Second, McDonald’s will continue an effort to convince ingredient conscious consumers that it cares about its food in the same way that Chipotle Mexican Grill (CMG) does. For example, there’s the viral video ad explaining that McDonald’s French fries don’t have 17 ingredients—they actually have 19. In the spirit of full disclosure and honesty in eating, the company notes that besides potatoes and seven different kinds of oils, its fries are also made with dimethylpolysiloxane. “I know that sounds scary,” the video admits, “but it’s actually an anti-foaming agent.”

There are two sets of problems in this two-pronged approach.

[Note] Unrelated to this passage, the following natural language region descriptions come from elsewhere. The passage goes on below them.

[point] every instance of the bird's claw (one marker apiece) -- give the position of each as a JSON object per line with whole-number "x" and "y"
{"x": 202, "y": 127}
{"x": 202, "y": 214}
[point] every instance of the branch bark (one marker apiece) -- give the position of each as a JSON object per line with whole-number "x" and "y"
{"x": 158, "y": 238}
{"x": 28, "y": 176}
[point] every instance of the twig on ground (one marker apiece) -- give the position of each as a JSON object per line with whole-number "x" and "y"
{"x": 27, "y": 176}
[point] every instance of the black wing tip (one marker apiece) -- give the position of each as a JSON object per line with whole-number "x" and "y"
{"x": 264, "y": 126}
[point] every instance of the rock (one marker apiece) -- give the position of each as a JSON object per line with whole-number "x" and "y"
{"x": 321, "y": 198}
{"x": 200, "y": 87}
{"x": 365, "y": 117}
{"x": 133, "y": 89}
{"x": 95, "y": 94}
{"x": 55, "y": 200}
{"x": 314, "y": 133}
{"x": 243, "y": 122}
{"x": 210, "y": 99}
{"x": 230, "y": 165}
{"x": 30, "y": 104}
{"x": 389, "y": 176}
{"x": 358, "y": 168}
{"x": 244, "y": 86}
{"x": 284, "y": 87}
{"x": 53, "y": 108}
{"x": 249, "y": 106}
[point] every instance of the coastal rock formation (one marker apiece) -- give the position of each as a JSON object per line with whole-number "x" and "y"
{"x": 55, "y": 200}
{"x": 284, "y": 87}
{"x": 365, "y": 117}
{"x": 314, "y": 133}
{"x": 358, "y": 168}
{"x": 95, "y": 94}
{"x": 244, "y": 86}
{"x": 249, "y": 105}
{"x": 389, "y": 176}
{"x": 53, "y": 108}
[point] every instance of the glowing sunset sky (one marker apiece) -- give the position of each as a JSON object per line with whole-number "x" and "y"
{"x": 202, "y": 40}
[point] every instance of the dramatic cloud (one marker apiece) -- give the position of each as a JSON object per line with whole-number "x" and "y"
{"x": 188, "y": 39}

First, in the fast food roots campaign, McDonald’s isn’t doing battle with just Burger King and Wendy’s anymore. It’s facing new competitors such as Sonic (SONC), soon to be public Shake Shack (pending symbol SHAK) and still private Five Guys.  These chains capture the original McDonald’s roadside menu and ethos that McDonald’s is now talking about recapturing. I frankly don’t know how McDonald’s goes from its menu of burgers and fries—and filet-o-fish and McWraps and salads and…—to something like the burger, fries, and dogs menu at Five Guys, or the roadside ambience of Sonic, or the simple but ‘we care about our ingredients approach’ of Shake Shack.

If there’s growth in the burger segment, it’s growth in the Five Guys, Sonic, and Shake Shack approach, not in the McDonald’s and Burger King approach.

Second, it’s tough enough for McDonald’s to compete with the natural burgers at Shake Shack or the hand-cut French fries sourced from specific potato farms at Five Guys. But also think about the distance that McDonald’s has to go to win mindshare with the ingredient conscious customers who flock to Chipotle Mexican Grill (CMG).

Consider that company’s January 15 reaction to an audit that revealed that one of its pork suppliers failed to meet Chipotle’s standards for animal welfare. Chipotle suspended the supplier and stopped selling pork at 600 of its 1,700 restaurants because of the pork shortage that resulted from suspending the supplier. Pork makes up about 6% of sales at Chipotle and it’s likely that the company lost some sales as a result of suspending this supplier.

In the short run.

In the long run, I can’t think of a more effective way of demonstrating to the company’s target demographic that it takes its “Responsibly Raised” standard seriously.

It’s way more effective than Web ads promising transparency about the 19 ingredients that McDonald’s uses to make its French fries.

And it’s hard for me to see a way for McDonald’s to win over the Chipotle’s demographic without a redesign that guts the company.

While he headed McDonald’s United Kingdom unit, incoming CEO Easterbrook supervised the creation of a Web site, makeupyourownmind.co.uk, where customers could ask questions. He also debated Eric Schlosser, the author of Fast Food Nation, on television. And it seems clear that at least in the near term, he plans to continue to speed up service and to simplify the McDonald’s menu. (How that will fit with plans to expand McDonald’s ‘customize your burger’ program is an interesting question.)

Does any of that amount to a convincing plan for a turnaround? To me it seems like change at the margins. And I don’t think that’s enough for a company facing two such different and large scale challenges.

Shares of McDonald’s rose 5.06% today, January 29, on news of the new CEO and on hopes that he’ll engineer a return to growth.